Which makes sense, considering that drummer Matt Tong and bassist Gordon Moakes left the band in 2013 and 2015 respectively, and have since been replaced by Louise Bartle (drums) and Justin Harris (bass, keyboards), though Bartle joined the band after recording sessions wrapped. Of his newest bandmates, Okereke recently told The Guardian that “It’s amazing how they’ve reinvigorated our existing catalogue. I think we have a different groove now.”
Not surprisingly with a title like Hymns, the album contains spiritual undertones throughout, though its thematic focus revolves around faith, devotion and redemption of non-religious varieties. Boasting a rolling chant that calls to mind Kanye West’s “Jesus Walks” and is sonically reminiscent of ‘90s-era Depeche Mode in its latter half, the hypnotic “Only He Can Heal Me” explores the power of a lover’s unique healing powers. The most straight-ahead rocker among the eleven tracks here, the blues guitar-soaked “The Good News” finds a lovelorn Okereke seeking solace in troubled times, conceding that “I used to find my answers / In the gospels of St. John / But now I find them at the bottom / Of this shot glass.”
A palpable sense of regret about opportunities missed can be discerned, most notably within the two solemn tracks that conclude the album. On the hushed ballad “Exes,” Okereke apologizes to the lovers he’s done wrong and may have treated too casually, aiming to reassure them that despite their ephemeral time together, he still found meaning in the connections he formed with them. The subdued closing track “Living Lux” could be interpreted as another ode to a love affair gone wrong or perhaps even a final goodbye of sorts to former bandmate Tong, as suggested in the chorus that inquires, “Don't you remember? / How this began? / You begged me for a chance / Don't waste your sorry / No, don't waste your goodbyes.”
Two songs in particular emerge as the unequivocal highlights and qualify as some of the strongest material Bloc Party has crafted to date. The melodic, propulsive groove of “So Real” is arguably the album’s finest moment, with the band allowing the gorgeous guitar and keyboard-driven rhythm to swell and shine. On the somber “Different Drugs,” Okereke desperately contemplates whether a drug exists that can cure his fractured relationship, though he concedes that the “temptation to vacate” through artificial highs actually precludes he and his partner from finding resolution.
Despite an otherwise gratifying listen overall, one track falls painfully flat. Ironically, that dubious honor goes to the skippable album opener and lead single “The Love Within,” which trudges along atop a rather insipid guitar loop that could easily be mistaken for lazily constructed synths. Adding injury to insult are the song’s surprisingly clichéd lyrics, which include Okereke describing love as “sweeter than any drug” and languidly inquiring “So do you want to get high?” without offering any convincing reasons why anyone would wish to partake. Fortunately, the forgettable moments like this one are rare across the entire song suite.

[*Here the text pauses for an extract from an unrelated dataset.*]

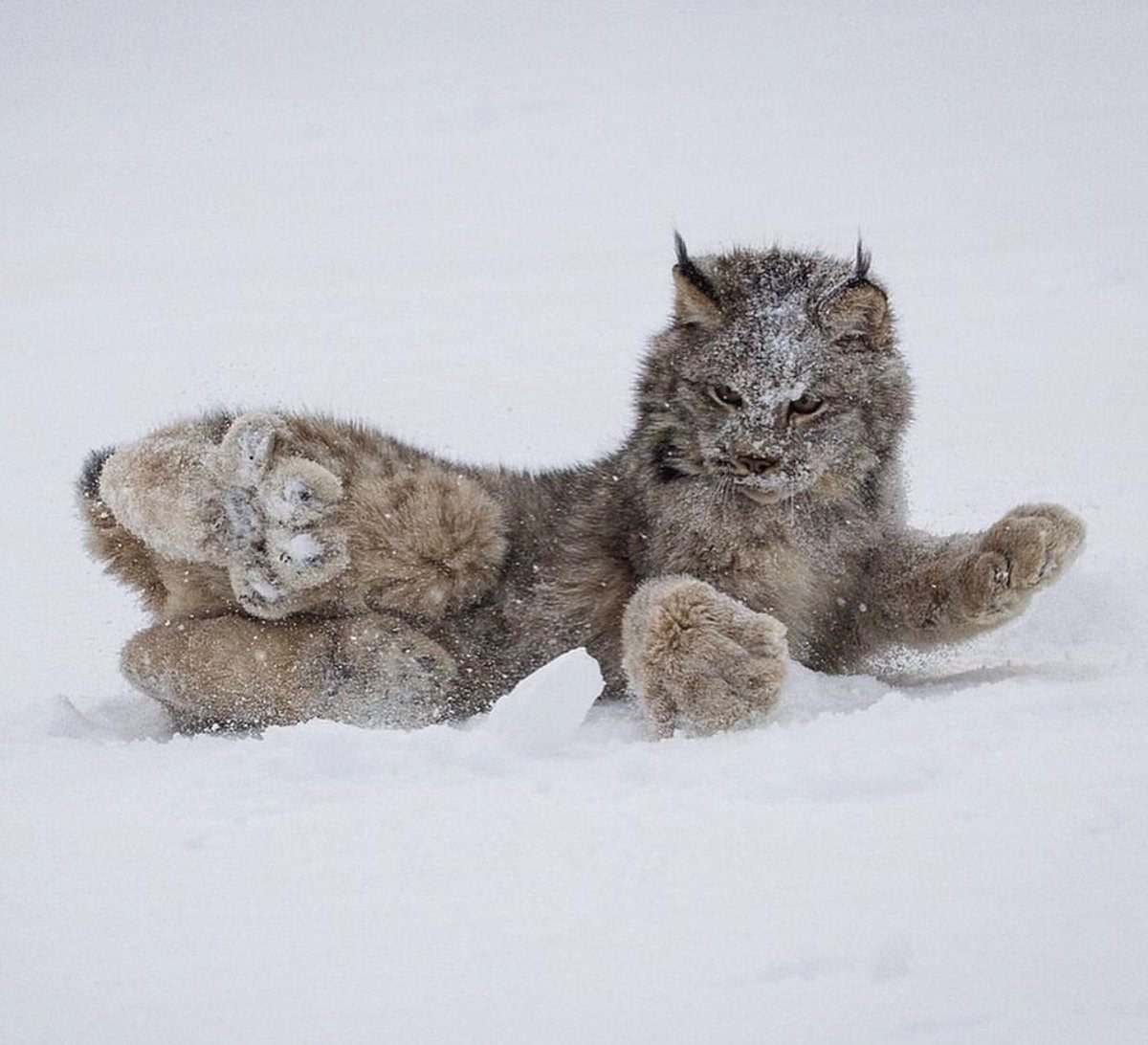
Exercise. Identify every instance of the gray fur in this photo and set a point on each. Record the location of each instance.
(758, 497)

Diehard Bloc Party fans will likely approach and absorb Hymns with stubborn skepticism. But here’s to hoping that a fair number of them can see beyond such rigidness of expectation and appreciate this solid addition to the canon of one of the 21st century’s most consistently enchanting bands. Indeed, Hymns seems an album that will surely continue to reveal its less obvious charms with time and repeated spins.